The minimum kernel version helps simplify the code and make a default
build more efficient by not including compatibility code; removing older
compiler support from installed headers (where not shared with gnulib)
doesn't give so much benefit.
I guess that in the cases where the condition is really for "compiler
supports feature X", we could move such __GNUC__ or __GNUC_PREREQ
conditions from random (not shared with gnulib) headers into sys/cdefs.h
and use appropriate feature macros / conditionals in the other headers -
and where the conditionals are on a GCC version 2.7 or earlier, they can
certainly become just __GNUC__ conditionals. And where it's of the form
"GCC version X optimizes this automatically, use a complicated macro
definition to optimize it for older versions" we could decide that inline
optimizations for older GCC aren't that important and the headers should
be simplified by eliminating them (making older GCC use the non-GCC
paths). Much the same may apply for not-fully-conforming variants for
older GCC (e.g. in bits/huge_val.h for versions not supporting
__builtin_huge_val).
In some cases conditionals on GCC should simply be removable. sys/stat.h
has a condition "#if defined __GNUC__ && __GNUC__ >= 2 && defined
__USE_EXTERN_INLINES" - but __USE_EXTERN_INLINES is only defined for GCC,
so no __GNUC__ conditions should be needed here. (The aim generally
should I think be to prefer feature conditionals over GCC ones in
individual headers.) malloc.h defines __MALLOC_P and __MALLOC_PMT
conditional on __GNUC__, but they are only used inside malloc.c, so should
simply be eliminated. There are probably other such examples as well.

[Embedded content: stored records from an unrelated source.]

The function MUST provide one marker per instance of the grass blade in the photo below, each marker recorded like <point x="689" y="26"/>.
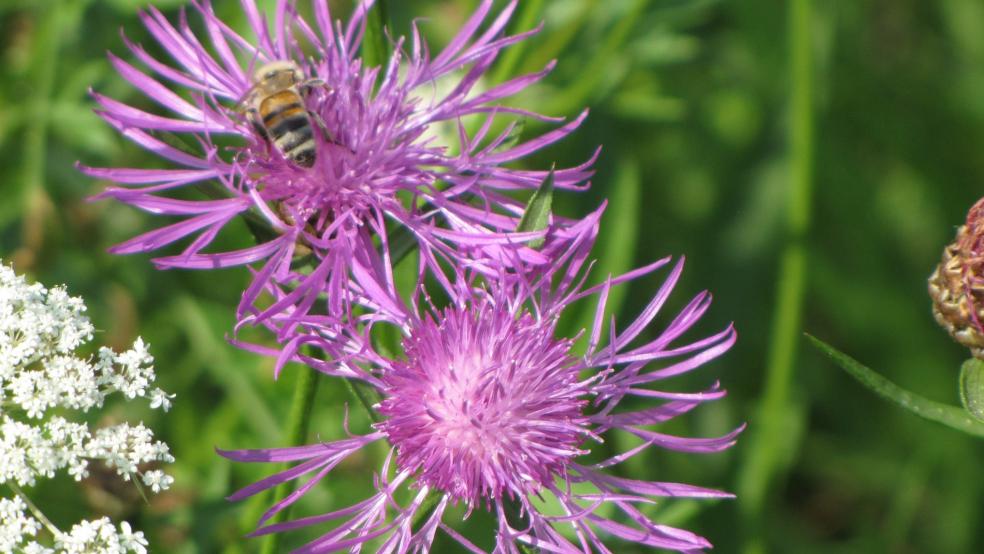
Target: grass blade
<point x="951" y="416"/>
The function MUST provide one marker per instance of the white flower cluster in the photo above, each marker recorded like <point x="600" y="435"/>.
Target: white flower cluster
<point x="40" y="331"/>
<point x="17" y="531"/>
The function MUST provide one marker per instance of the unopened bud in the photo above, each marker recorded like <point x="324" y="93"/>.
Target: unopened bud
<point x="957" y="284"/>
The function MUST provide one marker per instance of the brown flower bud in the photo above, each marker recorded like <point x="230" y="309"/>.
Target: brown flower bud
<point x="957" y="284"/>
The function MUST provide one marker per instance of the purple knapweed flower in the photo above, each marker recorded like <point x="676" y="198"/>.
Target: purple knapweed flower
<point x="489" y="408"/>
<point x="391" y="146"/>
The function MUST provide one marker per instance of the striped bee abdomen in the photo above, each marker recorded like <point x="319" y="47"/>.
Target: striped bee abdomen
<point x="288" y="125"/>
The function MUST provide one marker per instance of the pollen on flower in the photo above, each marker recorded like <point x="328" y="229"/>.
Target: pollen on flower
<point x="484" y="405"/>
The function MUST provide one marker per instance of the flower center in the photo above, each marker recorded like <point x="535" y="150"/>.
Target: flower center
<point x="485" y="403"/>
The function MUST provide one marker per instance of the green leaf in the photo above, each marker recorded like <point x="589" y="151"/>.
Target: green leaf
<point x="951" y="416"/>
<point x="972" y="387"/>
<point x="537" y="214"/>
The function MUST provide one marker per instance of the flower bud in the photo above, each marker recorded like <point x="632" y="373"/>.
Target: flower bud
<point x="957" y="284"/>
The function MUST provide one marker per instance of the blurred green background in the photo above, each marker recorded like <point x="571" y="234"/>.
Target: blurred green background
<point x="699" y="107"/>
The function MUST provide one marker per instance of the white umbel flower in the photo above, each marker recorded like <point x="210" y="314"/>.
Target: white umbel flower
<point x="40" y="331"/>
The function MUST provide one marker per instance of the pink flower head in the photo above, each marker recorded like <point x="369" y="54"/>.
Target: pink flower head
<point x="489" y="408"/>
<point x="376" y="157"/>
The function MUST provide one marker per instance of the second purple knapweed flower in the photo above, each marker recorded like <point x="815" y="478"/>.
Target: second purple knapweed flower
<point x="489" y="408"/>
<point x="389" y="146"/>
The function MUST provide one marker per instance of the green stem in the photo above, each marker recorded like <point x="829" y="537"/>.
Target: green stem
<point x="375" y="46"/>
<point x="951" y="416"/>
<point x="773" y="441"/>
<point x="298" y="423"/>
<point x="35" y="511"/>
<point x="367" y="395"/>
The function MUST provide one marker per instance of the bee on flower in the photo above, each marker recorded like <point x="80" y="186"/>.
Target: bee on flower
<point x="333" y="155"/>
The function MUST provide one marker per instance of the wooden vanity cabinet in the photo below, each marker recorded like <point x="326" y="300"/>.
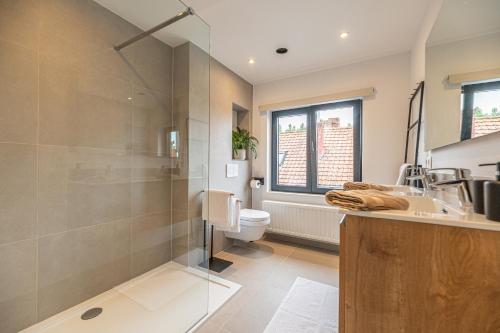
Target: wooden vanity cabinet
<point x="398" y="276"/>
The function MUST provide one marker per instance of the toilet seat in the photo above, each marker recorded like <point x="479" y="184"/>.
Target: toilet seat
<point x="253" y="217"/>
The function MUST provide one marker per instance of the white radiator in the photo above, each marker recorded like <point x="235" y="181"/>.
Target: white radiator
<point x="315" y="222"/>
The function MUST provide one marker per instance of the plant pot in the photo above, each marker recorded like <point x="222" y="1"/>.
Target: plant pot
<point x="241" y="155"/>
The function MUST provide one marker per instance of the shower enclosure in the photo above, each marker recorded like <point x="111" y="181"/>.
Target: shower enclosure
<point x="104" y="149"/>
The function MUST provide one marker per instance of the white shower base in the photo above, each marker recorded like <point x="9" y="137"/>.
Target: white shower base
<point x="169" y="298"/>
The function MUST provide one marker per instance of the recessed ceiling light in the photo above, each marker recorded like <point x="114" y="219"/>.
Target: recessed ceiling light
<point x="282" y="50"/>
<point x="344" y="35"/>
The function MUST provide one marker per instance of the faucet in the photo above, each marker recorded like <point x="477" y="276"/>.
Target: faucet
<point x="463" y="189"/>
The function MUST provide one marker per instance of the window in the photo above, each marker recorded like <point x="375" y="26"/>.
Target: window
<point x="316" y="148"/>
<point x="480" y="109"/>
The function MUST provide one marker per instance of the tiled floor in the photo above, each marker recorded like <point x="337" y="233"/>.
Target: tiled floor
<point x="266" y="270"/>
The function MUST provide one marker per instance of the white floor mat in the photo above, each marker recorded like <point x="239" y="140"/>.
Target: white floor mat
<point x="309" y="307"/>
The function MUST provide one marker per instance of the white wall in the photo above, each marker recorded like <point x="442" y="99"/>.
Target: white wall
<point x="463" y="154"/>
<point x="384" y="116"/>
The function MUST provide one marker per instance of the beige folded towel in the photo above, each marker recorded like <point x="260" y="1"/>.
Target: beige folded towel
<point x="365" y="186"/>
<point x="366" y="200"/>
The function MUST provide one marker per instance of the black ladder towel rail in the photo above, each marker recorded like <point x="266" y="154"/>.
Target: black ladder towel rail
<point x="417" y="123"/>
<point x="213" y="263"/>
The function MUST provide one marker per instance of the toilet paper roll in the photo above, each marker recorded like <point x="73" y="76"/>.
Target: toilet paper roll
<point x="254" y="183"/>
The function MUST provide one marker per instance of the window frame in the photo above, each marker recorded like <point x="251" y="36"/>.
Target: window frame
<point x="468" y="91"/>
<point x="312" y="163"/>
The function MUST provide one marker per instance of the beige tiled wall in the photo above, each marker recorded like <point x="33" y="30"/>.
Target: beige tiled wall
<point x="84" y="199"/>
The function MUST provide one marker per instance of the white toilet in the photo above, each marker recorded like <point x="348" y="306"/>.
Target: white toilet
<point x="253" y="224"/>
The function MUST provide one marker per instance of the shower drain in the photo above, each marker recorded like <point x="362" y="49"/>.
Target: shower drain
<point x="92" y="313"/>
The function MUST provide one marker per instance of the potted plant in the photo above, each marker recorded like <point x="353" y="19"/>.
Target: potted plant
<point x="243" y="141"/>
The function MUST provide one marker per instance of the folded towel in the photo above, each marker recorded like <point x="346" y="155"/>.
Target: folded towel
<point x="222" y="210"/>
<point x="365" y="186"/>
<point x="366" y="200"/>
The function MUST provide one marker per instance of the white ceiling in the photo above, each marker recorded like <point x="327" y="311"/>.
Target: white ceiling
<point x="482" y="17"/>
<point x="243" y="29"/>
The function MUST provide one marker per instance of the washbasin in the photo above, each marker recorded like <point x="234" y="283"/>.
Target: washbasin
<point x="428" y="206"/>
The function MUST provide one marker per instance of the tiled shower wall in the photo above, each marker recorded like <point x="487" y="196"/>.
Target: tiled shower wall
<point x="85" y="199"/>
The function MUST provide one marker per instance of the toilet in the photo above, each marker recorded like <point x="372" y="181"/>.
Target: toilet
<point x="253" y="223"/>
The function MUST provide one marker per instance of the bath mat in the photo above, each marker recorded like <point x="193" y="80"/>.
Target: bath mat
<point x="309" y="307"/>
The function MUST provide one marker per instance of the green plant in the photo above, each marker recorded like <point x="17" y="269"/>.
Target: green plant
<point x="243" y="140"/>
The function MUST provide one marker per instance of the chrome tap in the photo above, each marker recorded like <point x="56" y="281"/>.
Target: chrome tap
<point x="463" y="190"/>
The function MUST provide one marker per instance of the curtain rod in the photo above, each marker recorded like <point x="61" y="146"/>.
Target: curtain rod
<point x="180" y="16"/>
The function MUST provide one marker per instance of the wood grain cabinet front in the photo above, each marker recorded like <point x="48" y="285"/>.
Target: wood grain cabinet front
<point x="399" y="276"/>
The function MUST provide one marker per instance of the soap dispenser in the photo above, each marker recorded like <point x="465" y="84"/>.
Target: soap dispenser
<point x="492" y="196"/>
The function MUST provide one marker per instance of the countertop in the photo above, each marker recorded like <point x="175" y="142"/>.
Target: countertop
<point x="426" y="207"/>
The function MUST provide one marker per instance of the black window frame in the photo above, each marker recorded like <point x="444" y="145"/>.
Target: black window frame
<point x="311" y="169"/>
<point x="468" y="91"/>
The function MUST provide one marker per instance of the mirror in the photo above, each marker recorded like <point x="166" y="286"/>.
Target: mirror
<point x="462" y="73"/>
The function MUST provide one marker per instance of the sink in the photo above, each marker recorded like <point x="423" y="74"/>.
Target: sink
<point x="428" y="206"/>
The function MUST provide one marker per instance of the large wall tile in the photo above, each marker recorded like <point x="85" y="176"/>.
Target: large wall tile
<point x="151" y="242"/>
<point x="17" y="286"/>
<point x="18" y="92"/>
<point x="17" y="192"/>
<point x="72" y="115"/>
<point x="79" y="264"/>
<point x="81" y="187"/>
<point x="19" y="22"/>
<point x="152" y="120"/>
<point x="150" y="196"/>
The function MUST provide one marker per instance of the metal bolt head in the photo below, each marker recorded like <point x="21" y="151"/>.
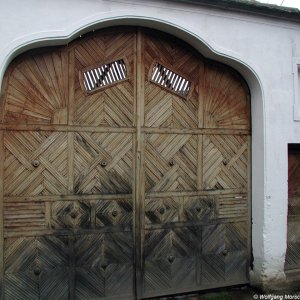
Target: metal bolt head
<point x="172" y="162"/>
<point x="35" y="163"/>
<point x="103" y="163"/>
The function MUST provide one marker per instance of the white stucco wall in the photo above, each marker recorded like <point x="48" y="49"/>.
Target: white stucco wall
<point x="263" y="49"/>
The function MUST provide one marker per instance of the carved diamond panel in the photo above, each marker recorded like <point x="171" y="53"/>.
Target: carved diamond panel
<point x="199" y="208"/>
<point x="114" y="213"/>
<point x="104" y="265"/>
<point x="162" y="210"/>
<point x="70" y="214"/>
<point x="170" y="258"/>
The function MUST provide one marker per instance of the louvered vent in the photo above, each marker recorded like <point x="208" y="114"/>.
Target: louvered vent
<point x="170" y="80"/>
<point x="104" y="75"/>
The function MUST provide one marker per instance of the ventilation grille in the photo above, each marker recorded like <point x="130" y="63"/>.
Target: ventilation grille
<point x="170" y="80"/>
<point x="104" y="75"/>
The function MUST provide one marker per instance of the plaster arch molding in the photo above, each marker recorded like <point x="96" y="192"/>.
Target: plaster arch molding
<point x="261" y="265"/>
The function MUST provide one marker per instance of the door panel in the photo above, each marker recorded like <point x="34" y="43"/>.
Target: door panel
<point x="126" y="170"/>
<point x="170" y="259"/>
<point x="103" y="163"/>
<point x="171" y="162"/>
<point x="108" y="107"/>
<point x="292" y="259"/>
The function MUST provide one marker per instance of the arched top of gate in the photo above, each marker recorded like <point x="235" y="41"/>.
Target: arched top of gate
<point x="63" y="37"/>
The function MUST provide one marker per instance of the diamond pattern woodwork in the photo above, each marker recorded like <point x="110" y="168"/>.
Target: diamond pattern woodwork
<point x="114" y="212"/>
<point x="162" y="107"/>
<point x="35" y="163"/>
<point x="225" y="161"/>
<point x="126" y="189"/>
<point x="170" y="257"/>
<point x="224" y="251"/>
<point x="161" y="210"/>
<point x="104" y="265"/>
<point x="70" y="214"/>
<point x="103" y="163"/>
<point x="112" y="106"/>
<point x="199" y="208"/>
<point x="171" y="162"/>
<point x="39" y="267"/>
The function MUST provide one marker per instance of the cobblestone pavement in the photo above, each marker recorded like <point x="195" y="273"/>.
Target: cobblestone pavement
<point x="239" y="293"/>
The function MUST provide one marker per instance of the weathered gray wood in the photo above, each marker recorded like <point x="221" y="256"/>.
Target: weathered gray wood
<point x="131" y="190"/>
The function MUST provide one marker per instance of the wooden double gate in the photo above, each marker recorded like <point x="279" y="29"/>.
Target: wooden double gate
<point x="124" y="170"/>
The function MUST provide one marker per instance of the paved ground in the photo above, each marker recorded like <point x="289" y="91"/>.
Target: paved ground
<point x="239" y="293"/>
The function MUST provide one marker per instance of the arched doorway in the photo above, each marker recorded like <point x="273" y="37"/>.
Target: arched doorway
<point x="126" y="170"/>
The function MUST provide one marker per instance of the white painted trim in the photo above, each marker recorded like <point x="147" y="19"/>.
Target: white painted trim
<point x="296" y="77"/>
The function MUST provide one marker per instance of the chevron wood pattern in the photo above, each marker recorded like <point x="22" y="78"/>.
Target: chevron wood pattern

Similarly to the elimination of old kernel support, it makes sense to
start by cleaning up the *really old* compiler support (pre-2.7) and GCC
conditionals in random files that aren't needed at all (or conditions that
aren't needed if you assume support for long long, for example).
> Btw. GCC 4.1 was released around the same time as Linux 2.6.16 in early 2006.
I think more of when support *ended* for a Linux kernel version as being
relevant here (July 2009 for 2.6.16, according to Wikipedia), i.e. we
might decide a certain time after the end of support for 2.6.16 that it is
no longer relevant to current glibc and move to a newer long-term-support
2.6 version such as 2.6.27 as the minimum. (I think we can move rather
sooner to increase the minimum kernel headers version - currently 2.6.19.1
- as opposed to the minimum kernel version used at runtime.)